乳白色の液体に向かって電光掲示板のように点滅のタイミングを変えて矢印を表現してきたのだ。
「へ、へえ」
すごいなファンタジークオリティ。すごくわかりやすい。いや、ただチカチカさんが芸達者なのか。
そんなことやらせちゃってすいませんという気持ちが込み上げてきたが……。
チカチカさんは液体について伝えたいのだろう。
そういえば食事の話をしていたなと思い聞いてみる。
「この液体ってさっきの質問に関係ありますか」
チカチカッ
「……飲めるとか……?」
こんな壁から染み出てきたの嫌なんですけど。
チカチカッ!
……飲めるのか。お風呂の入浴剤みたいなこれが。でも水で薄めて飲むあれだと思えばいいのかな。

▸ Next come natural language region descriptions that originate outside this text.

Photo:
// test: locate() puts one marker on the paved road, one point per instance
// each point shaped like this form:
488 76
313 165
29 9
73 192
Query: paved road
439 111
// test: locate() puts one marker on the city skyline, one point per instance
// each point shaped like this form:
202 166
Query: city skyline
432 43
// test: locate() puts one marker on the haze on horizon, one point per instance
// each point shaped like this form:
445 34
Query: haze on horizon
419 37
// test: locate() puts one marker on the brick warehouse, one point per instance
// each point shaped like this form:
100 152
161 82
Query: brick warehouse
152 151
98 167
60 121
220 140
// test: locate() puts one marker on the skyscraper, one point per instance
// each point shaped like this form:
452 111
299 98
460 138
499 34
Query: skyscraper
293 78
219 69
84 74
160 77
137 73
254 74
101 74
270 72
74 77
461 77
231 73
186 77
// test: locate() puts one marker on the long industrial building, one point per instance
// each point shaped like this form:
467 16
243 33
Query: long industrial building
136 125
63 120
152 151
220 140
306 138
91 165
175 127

大層な巨木から染み出してるし、チカチカさんもこの世界のお偉いさんだし良いものなんだろうか。
「これ体に良いんですかね?」
チカチカッ
なるほど。最悪これさえ飲んでおけばいいか。保険のようなものと考えておこう。
コップのようなものも無いし後で味見しようかな。あそこに手を突っ込みたくはない。
チカチカさんには後で飲んでみますと伝える。喉の渇きは少し我慢だ。
あらためて服をクローゼットの中に入っているものに着替える。チカチカさんは見えてるだろうけど気にしない。そもそも人じゃないし。豪快にばっと脱ぎ、靴も作業用のブーツにして……と。

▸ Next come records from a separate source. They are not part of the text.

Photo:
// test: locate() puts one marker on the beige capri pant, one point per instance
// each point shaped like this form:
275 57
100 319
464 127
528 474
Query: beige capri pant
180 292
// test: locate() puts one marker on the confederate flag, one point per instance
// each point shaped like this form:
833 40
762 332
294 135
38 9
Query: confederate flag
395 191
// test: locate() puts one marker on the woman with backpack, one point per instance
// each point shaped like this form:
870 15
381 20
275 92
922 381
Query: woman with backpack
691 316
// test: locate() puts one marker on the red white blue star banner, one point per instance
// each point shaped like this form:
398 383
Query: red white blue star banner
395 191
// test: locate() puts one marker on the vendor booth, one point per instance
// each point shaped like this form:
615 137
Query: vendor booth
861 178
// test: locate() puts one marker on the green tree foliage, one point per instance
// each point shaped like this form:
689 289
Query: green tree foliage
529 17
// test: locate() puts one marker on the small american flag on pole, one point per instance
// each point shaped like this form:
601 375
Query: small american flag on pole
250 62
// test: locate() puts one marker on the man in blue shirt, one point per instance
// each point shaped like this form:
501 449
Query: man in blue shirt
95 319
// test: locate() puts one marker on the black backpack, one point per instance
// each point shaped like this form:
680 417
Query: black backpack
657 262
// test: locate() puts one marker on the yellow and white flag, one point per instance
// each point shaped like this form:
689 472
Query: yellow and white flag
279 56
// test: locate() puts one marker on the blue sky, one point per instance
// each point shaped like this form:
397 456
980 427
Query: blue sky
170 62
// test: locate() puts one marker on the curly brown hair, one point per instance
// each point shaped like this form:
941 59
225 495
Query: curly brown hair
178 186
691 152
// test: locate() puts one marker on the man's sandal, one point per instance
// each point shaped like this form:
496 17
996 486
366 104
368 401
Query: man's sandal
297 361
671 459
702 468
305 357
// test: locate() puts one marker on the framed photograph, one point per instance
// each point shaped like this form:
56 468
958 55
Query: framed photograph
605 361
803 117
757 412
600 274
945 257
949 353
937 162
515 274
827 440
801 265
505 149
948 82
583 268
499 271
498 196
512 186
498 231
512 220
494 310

安心安全と言われた刺繍があるからね。どんな効果があるのかは不明だが。
ご丁寧に麦わら帽子のようなものもあったのでそれもかぶる。うん、安定のダサかわだ。
リュックのようなものがあれば良かったけど今でも十分に助かっている。わがままは言うまい。
よし外に行くか。
「チカチカさん、外は危険ですか」
大丈夫だろうとは思うが念のため聞いておく。
――反応が無いので危険はないだろう。
「じゃあ外を探索ついでに食べても大丈夫そうな物を探してきます」
とりあえず天井の方に向かって手を振ると、ひと際明るく光って反応を返してくれた。
光る入口をくぐると変わらず森の中だった。まだ明るい。
さっきは朝だったとすると今は昼過ぎくらいだろうか。暑くもなく寒くもない良い暖かさだ。

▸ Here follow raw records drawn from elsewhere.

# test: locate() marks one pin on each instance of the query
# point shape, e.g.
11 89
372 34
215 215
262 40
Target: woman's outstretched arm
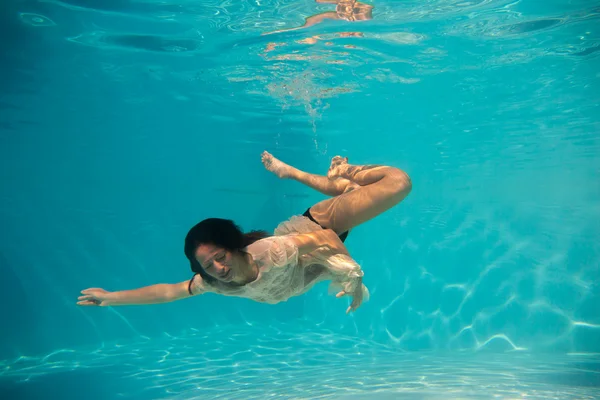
154 294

ひとまずまっすぐに進んで見ることにしよう。方向感覚に自信は無いのでその辺に落ちている枝や木から折りとった物を集めて進むごとに地面に刺していく。そこらの石で適当に木にも傷をつける。
そして木の洞がある方が分かるように矢印を刻む。
サバイバルの心得なんてものは無いので何が正しいかは分からないが、自分なりに考えて移動してみる。あの巨木が目印になるだろうが周りの木の高さによっては隠れて見えない場合もあるだろう。木登りはまだ遠慮したい。
のんびりと数百メートル程進んだところで鳥の鳴き声が聞こえた。
「ぴちゅぴちゅ」
(あ、この声って……)
周りをぐるりと見渡すと、鳴き声の主はいた。
近くの木の上にとまっているのは初めて外に出た時に見つけた黄色と青色の角が生えた鳥もどきだった。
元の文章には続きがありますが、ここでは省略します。